At just 17” in height, one of No.31’s greatest virtues is how low it lies to the floor. It is a complete 3-high line array that only comes up to the top of an average man’s diaphragm. That makes it even shorter than our own S/812 or Carbon Special models, which have allowed so many new customers to enjoy the thrills of Line Array ownership. If you’ve never heard a REL Line Array properly set up, you owe it to yourself to locate one and listen. This model opens up new vistas of performance for Reference-grade system owners who craved the transparency and dynamics of the older No.25 or the new No.32. With No.31, even decent-sized apartments and flats now have access to Reference-level sonic experiences.

We love all our designs—we’d never release a single one we didn’t feel that way about—but there is something about No.31 that has captured our hearts. It is the perfect package in both aesthetics and sonic performance. I can easily imagine building a system built around a 6-pack of these lovelies when I downsize my home. They are the fast, transparent speakers I love, but they don’t look like a tall stack of luggage about to fall on the hapless owner. This will keep my wife and me happily spinning records or CDs.



The construction methods used for the formation of both No.32’s and No.31’s cabinets.

That curvilinear cabinet was significant not just for its beauty, but for what it could do for sound quality… What we brought to the table was the “how” of making such a giant cabinet perfectly repeatable, which was no easy task.
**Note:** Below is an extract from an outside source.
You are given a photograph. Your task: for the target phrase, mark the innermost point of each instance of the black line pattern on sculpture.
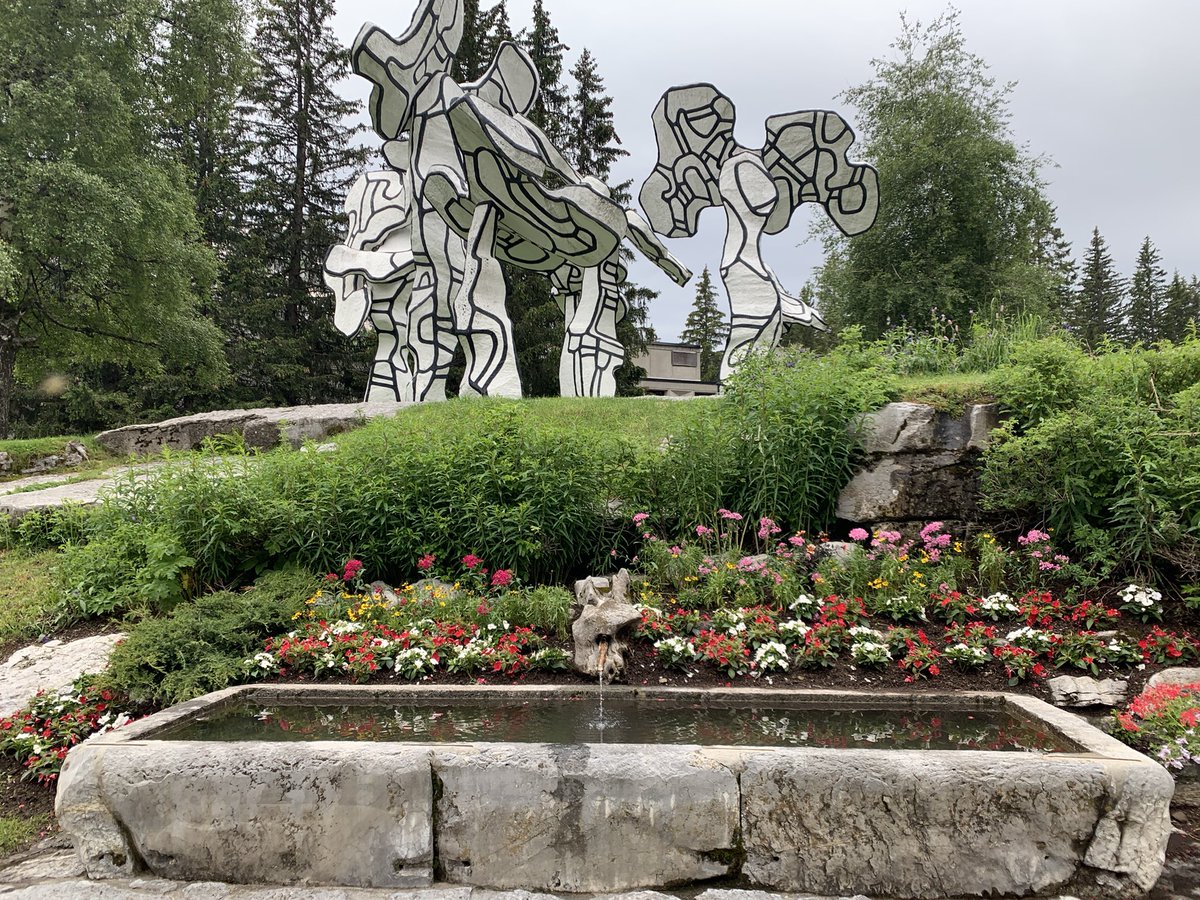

Today, each No.31 is built the same way, using two large custom forms that precisely define both the positive and negative curvatures required. We load thick 30mm billets of Australian MDF into an RF (radio frequency) bombardment chamber. Then, the billet, having been placed on a perfectly flat surface, undergoes bombardment of energy until the binding agents and glues just begin to soften and release. Then, we quickly and gently slide it onto the bucks, those positive and negative curved jigs. A huge hydraulic ram presses the positively curved form into the softened billet of MDF. Then, the female curve accepts the billet until it exactly fits the lower form. These remain—locked as though in a fight to the death—overnight. The billet cools all the way back down to room temperature straight through its core.

In the morning, the process begins anew with a fresh billet in the chamber. By the second day, we have both sides necessary to begin building a single No.31. All told, the process to build the two sidewalls of one cabinet requires 21 steps, 48 hours, dozens of skilled workers, and a half-million-dollar chamber. We haven’t even gotten to the cabinet top, bottom, or inner plywood braces, which resemble giant instrumental bracing like that found in a guitar body. It takes five weeks to build a single cabinet and finish it.